A surgeon who has been at the forefront of exploring bariatric surgery as a potentially curative treatment for type 2 diabetes is calling for it to be made accessible to more people.
Francesco A. Rubino, MD, is the chief of gastrointestinal metabolic surgery at Weill Cornell Medical College and head of the Diabetes Surgery Center at New York Presbyterian/Weill Cornell Medical College.
During a seminar at the recent 69th Scientific Sessions of the American Diabetes Association, he told attendees that the criteria for determining who can undergo the surgery should be changed to allow more overweight people to use it.
Currently, people with a body mass index (BMI) of 40 or more are eligible for the surgery. Rubino would like to see the surgery made available to overweight people with BMIs under 40.
The surgery takes two forms: gastric banding, in which the opening from the esophagus into the stomach is made smaller; and gastric bypass, in which the stomach itself is made smaller. In each case, the digestive system cannot accommodate as much food as before, leading to often drastic weight loss.

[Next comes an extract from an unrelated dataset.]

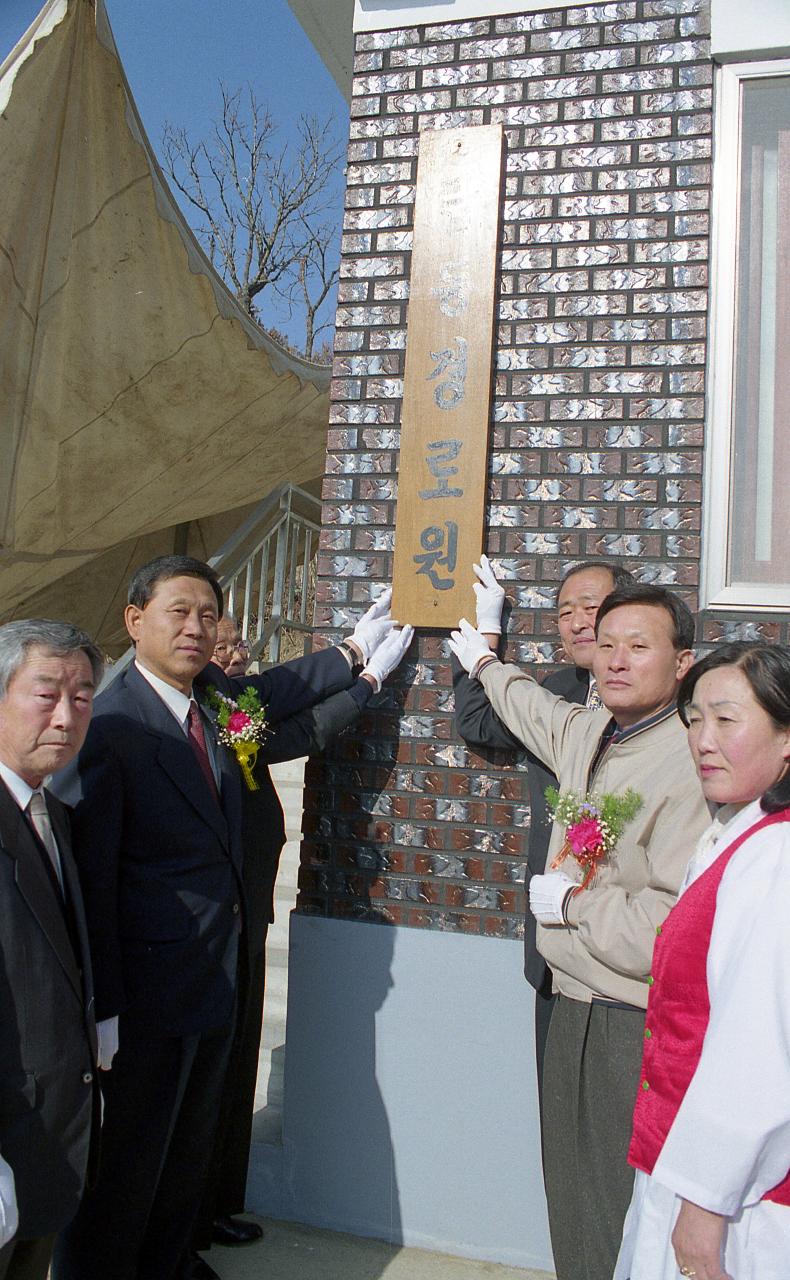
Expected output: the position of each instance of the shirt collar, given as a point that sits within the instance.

Patients who undergo the procedure also experience a cessation of hypertension and a lowering of their risk for cardiovascular disease, often to levels below those of normal weight people in their same age group. In the great majority of patients with type 2 diabetes, the surgery produces a remission of the disease, as well as a 92 percent reduction in the mortality risks specifically associated with it.
Dr. Rubino has previously theorized that based upon the dramatic remissions experienced by type 2s after bariatric surgery, diabetes may well be an operable intestinal disease created by as yet unknown malfunctions-perhaps even at the molecular level-in the small intestine. He has argued that the success of bariatric surgery in eliminating type 2 symptoms indicates that diabetes may not be an irreversible condition.